Two of the prominent on-shore fields in Abu Dhabi are facing asphaltene deposition in a number of their oil producing wells. Several studies were carried out to understand the reasons for asphaltene unstability in the crude in both fields to help develop the appropriate mitigation strategies. A summary of the findings will be presented in this paper, however, the focus will be on the efforts undertaken to improve the current asphaltene clean-out formulations that are being used in the field. These formulations are composed of a dispersant chemical mixed with diesel as a solvent in 20:80 ratio and are pumped with the use of a Coil Tubing Unit (CTU) in tandem with jet blaster. However, the success rate reported for such clean-up jobs was 40% on average. Hence lab testing was carried out on a number of new dispersants and other potential solvents to improve the efficiency of the clean-up operations.
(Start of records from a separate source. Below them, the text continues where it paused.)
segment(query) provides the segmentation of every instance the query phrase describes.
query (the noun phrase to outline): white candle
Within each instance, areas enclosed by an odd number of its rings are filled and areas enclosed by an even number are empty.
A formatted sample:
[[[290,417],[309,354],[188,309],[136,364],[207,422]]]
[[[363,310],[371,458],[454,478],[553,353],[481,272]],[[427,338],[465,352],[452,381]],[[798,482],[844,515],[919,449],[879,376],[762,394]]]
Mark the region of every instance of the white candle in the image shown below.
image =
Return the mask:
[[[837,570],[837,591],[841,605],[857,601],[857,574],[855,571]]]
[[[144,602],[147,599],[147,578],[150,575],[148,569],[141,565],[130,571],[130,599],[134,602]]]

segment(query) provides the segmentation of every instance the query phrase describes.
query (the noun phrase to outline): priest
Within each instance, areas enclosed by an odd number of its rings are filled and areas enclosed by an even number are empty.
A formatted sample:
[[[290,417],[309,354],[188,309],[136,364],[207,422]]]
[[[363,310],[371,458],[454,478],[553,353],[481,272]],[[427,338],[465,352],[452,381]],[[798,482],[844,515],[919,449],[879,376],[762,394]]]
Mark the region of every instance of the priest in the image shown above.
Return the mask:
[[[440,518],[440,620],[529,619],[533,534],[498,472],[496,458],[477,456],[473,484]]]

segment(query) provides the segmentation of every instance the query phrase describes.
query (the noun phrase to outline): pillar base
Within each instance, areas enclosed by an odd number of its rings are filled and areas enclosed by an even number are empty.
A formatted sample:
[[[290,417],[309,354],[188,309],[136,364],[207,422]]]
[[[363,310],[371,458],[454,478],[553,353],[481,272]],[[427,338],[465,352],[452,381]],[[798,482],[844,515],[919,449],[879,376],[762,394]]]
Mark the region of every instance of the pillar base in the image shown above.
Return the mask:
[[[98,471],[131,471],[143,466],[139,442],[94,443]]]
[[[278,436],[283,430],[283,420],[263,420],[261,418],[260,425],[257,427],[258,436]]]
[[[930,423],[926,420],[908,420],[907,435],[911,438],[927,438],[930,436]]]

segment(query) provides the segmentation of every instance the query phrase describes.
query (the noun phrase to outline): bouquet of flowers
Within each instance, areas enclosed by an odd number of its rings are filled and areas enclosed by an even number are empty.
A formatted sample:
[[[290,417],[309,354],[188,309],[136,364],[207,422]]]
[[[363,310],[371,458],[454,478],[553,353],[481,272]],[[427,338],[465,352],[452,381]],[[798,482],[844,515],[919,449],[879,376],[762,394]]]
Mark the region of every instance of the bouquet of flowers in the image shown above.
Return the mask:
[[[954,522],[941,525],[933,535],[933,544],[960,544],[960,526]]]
After testing a combination of 8 commercially available dispersants with 3 solvents: Diesel, light gasoline oil (LGO), heavy aromatic naphtha (HAN), it was clear that a mixture of HAN with 3 particular dispersants in a 90:10 ratio were many times more efficient than the currently used formulations. These top lab ranked formulations were then field trialed in 7 wells by bullheading only, soaking overnight and running a gauge cutter to prove accessibility and success of the clean-up job. The wells were found to be perfectly cleaned with 25% reduction in the chemical requirement and a major saving in terms of avoiding the use of CTU for the clean-up operation. Implementation of new formulations would affect multimillion dollar cost saving. The savings increase many fold when opportunity costs against the previous unsuccessful jobs is taken into account. Besides, valuable resources like CTU can be gainfully deployed elsewhere. Results of this field trial will have larger implications for ADCO in the future as the number for asphaltene affected wells is rising as a result of field maturity and implementation of Enhanced Oil Recovery (EOR) and Artificial Lift (AL).